Arthur Jason Bayer
Lieutenant Commander, United States Navy
pilot’s life remembered
6 April 2002
Early in his career with the U.S. Navy, Jason Bayer chose “Griz” as his call sign, short for grizzly bear.
But when Bayer’s colleagues discovered that his future wife, Anne, was calling him “Pooh Bear” in love letters, that was the moniker that stuck.
Lieutenant Commander Arthur Jason “Pooh Bear” Bayer was remembered Saturday in a ceremony that drew 300 people to Bethlehem Lutheran Church in Carson City, Navada.
Bayer, 34, was killed in a Navy helicopter crash on March 28 about 120 miles north of Los Angeles.
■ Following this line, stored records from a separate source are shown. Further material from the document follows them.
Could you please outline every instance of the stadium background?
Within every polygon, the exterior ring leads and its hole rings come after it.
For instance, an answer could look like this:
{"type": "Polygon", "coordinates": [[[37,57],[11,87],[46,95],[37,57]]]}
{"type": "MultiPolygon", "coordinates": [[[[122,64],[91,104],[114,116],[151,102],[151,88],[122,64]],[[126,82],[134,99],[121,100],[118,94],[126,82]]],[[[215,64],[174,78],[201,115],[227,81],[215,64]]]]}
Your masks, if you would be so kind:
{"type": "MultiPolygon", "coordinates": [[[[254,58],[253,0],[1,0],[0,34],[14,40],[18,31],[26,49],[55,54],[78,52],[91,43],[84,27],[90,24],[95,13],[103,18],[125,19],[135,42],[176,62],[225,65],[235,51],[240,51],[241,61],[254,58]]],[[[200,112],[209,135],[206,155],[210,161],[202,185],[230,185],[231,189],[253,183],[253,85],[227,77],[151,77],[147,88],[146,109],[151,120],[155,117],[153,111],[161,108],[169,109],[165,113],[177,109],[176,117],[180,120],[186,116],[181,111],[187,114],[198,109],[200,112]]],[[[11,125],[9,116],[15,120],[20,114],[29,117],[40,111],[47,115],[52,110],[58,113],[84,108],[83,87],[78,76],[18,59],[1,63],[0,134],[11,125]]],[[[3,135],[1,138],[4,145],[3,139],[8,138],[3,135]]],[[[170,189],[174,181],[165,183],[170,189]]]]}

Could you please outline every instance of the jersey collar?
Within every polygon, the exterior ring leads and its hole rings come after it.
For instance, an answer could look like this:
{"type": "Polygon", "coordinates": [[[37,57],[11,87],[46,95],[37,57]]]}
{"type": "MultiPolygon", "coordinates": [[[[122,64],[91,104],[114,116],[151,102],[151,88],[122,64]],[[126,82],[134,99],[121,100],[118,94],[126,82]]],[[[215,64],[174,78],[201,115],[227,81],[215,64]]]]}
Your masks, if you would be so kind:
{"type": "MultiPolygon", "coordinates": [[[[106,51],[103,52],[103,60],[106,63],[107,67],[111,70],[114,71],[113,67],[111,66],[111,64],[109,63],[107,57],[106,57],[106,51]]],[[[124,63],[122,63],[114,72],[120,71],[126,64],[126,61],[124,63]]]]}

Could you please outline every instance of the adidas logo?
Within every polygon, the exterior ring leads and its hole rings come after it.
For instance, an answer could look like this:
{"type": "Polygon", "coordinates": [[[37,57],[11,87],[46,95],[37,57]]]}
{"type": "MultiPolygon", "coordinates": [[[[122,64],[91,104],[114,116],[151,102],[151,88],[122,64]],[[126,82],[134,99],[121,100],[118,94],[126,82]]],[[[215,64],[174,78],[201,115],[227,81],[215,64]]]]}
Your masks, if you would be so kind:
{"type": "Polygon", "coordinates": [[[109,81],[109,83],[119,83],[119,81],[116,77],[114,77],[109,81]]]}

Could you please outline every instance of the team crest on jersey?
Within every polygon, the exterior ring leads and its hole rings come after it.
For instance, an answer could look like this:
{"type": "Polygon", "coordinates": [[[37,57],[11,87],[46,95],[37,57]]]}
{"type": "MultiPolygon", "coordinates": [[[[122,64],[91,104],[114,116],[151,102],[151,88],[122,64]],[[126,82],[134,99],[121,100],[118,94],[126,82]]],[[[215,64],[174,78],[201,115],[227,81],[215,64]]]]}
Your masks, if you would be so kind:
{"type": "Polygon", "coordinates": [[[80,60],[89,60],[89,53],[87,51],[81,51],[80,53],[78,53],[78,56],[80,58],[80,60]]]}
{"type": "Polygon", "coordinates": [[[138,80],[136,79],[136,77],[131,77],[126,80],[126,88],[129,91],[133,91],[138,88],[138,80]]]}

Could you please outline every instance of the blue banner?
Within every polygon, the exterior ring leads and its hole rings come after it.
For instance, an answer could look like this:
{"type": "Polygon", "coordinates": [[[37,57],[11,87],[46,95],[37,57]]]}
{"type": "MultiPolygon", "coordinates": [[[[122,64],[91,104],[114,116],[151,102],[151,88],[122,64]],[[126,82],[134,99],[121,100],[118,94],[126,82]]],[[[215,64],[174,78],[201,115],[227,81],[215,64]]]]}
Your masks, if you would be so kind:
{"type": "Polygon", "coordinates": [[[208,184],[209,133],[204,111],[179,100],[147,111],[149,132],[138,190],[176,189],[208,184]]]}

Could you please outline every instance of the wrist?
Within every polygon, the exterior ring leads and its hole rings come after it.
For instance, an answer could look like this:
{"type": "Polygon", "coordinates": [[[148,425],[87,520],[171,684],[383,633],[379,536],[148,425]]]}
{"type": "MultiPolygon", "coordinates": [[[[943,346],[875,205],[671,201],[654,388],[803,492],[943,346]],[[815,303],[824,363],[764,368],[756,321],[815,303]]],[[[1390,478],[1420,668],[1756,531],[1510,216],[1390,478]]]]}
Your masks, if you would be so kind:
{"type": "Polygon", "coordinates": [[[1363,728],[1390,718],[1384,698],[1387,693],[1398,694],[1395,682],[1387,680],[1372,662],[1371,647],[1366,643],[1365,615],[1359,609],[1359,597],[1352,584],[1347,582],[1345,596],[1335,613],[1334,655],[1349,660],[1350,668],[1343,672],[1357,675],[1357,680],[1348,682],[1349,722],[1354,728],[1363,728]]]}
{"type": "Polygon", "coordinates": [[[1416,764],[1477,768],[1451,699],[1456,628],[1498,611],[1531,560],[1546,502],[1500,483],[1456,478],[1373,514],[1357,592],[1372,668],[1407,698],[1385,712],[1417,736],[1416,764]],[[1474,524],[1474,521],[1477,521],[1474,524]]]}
He leaves behind his wife, who is expecting a son in June, and 1-year-old daughter Gabriella.
Bayer will be buried with full military honors at Arlington National Cemetery.
Bayer was born in Reno in 1968, and graduated from Carson High, where he played on the football team.
Bayer took an early interest in airplanes and the military.
His aunt, Tia Cobb, remembered how, during a visit to a bookstore, her nephew bypassed children’s books in favor of a book with pictures of ships, planes and soldiers.
Bayer’s father, Art Bayer, recalled his son’s first words.
“He pointed to the sky, with his little baby finger, and said ‘jet,’” Bayer said.
Bayer seemed to be on track to realizing his dream of becoming an astronaut, and the first person to land on Mars.
“You know it as well as I do, he was going to make it,” Art Bayer said.
After graduating from the University of Southern California, Bayer completed aviation officer candidate school and advanced jet flight training.
At the time of his death, Bayer was a test pilot in the Naval Weapons Test Squadron at China Lake in Ridgecrest, California.
Complementing his professional life was his marriage to Anne in 1995 and an active involvement in church.
Bayer’s sister, Jessica Bayer, said she watched her brother grow from the boy she had rubber-band fights with to become an “amazing man.”
“He was a leader, showing us how to follow our dreams,” she said.
“I would even guess that Jason is right now teaching the angels a few new tricks about flying,” she added.
Bayer’s mother, Carson High teacher Merry Ann Bayer, died in 1999 after battling cancer.
Saturday’s ceremony started with the national anthem and ended with “America the Beautiful.”
Two of Bayer’s Navy colleagues presented Art Bayer with an American flag in his son’s memory.
The crash that killed Bayer also took the life of Petty Officer Charles Chaco, 22, of Guam.
Both men were aboard a Navy HH-1 Huey helicopter that crashed during a search-and-rescue exercise on a rugged Sierra Nevada ridge about three miles west of Kernville, California.
Four others aboard the helicopter were injured.